Sandia Labs in Arizona leads the safe development of geothermal potential. Lawrence Livermore in California, the Mecca of Missiles, converts to electric grid and storage research, in close collaboration with Tesla Industries. Idaho National Laboratory monitors methane releases from natural gas, the "bridge fuel" that could fry us all in a Gaian greenhouse. Argonne and Fermilab in Illinois turn urgently to the civilian reactor waste piling up in a nearby town called Dresden. But the big excitement is at Oak Ridge in Tennessee, which was once the Manhattan Project's "secret city." After Trump's disgrace, the lab doors open to a massive influx of scientists, engineers, industrialists and job-seekers. At stake is a windmill and solar panel factory to fuel the next American economy. The mega-factory is located in the former Y-12 Security Complex, recovered from the nuclear lobby's ghoulish weapons modernization program.

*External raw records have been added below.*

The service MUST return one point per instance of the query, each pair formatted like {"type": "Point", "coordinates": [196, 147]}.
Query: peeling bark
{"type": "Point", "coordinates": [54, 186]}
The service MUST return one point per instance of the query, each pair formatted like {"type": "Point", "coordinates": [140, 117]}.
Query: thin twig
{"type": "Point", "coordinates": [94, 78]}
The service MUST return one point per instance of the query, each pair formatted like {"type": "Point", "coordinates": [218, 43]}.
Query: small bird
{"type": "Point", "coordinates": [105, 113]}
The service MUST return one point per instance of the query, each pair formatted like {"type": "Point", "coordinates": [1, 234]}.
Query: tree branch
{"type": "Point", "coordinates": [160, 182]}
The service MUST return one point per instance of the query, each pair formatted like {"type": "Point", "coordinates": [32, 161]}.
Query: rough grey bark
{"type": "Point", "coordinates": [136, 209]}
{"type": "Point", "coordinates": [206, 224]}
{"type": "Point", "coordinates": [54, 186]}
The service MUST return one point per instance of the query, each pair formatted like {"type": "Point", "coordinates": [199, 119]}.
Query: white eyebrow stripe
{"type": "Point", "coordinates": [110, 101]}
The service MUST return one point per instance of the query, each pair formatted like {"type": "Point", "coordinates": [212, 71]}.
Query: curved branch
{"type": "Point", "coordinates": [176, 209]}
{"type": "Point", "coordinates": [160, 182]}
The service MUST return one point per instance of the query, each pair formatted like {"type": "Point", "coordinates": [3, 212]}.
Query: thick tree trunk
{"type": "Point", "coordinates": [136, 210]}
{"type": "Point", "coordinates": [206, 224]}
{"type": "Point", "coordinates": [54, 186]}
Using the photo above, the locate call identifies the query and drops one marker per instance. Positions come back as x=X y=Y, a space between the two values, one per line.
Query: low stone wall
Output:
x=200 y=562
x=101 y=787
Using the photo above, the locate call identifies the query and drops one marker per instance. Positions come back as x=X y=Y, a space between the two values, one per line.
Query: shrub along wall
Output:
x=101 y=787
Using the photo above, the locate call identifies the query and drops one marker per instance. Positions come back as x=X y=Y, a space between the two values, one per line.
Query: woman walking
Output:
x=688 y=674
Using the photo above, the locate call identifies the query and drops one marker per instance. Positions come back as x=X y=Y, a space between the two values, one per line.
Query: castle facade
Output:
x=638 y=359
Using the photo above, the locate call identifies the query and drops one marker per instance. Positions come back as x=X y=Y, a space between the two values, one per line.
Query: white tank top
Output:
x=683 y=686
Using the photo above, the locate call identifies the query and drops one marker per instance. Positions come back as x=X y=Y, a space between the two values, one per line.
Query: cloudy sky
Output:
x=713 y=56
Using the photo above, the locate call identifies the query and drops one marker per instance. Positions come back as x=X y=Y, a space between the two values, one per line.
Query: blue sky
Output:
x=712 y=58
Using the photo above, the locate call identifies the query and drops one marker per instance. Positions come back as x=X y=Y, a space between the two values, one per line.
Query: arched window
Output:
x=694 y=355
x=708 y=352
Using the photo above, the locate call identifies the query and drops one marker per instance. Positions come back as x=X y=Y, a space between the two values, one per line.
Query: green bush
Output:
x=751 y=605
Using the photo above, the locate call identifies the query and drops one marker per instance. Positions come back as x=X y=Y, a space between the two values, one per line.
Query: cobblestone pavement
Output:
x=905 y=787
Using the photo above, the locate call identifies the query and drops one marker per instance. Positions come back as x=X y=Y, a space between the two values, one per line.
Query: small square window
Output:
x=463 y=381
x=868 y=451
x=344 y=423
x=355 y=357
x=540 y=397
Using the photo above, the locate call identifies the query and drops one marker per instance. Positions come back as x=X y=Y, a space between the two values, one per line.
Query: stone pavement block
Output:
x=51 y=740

Democracy comes to the USA when the Department of Energy, that old Cold War monster, turns over a new leaf. The new Democratic Party finally gets it. The ultimate resources of the Shadow Energy Plan are the sun, the wind, the stars and the open minds of difference-loving people. Solar energy, like human ingenuity, is too widespread to be pinned down on anyone's map, and it's too free. 

Where else would our power come from?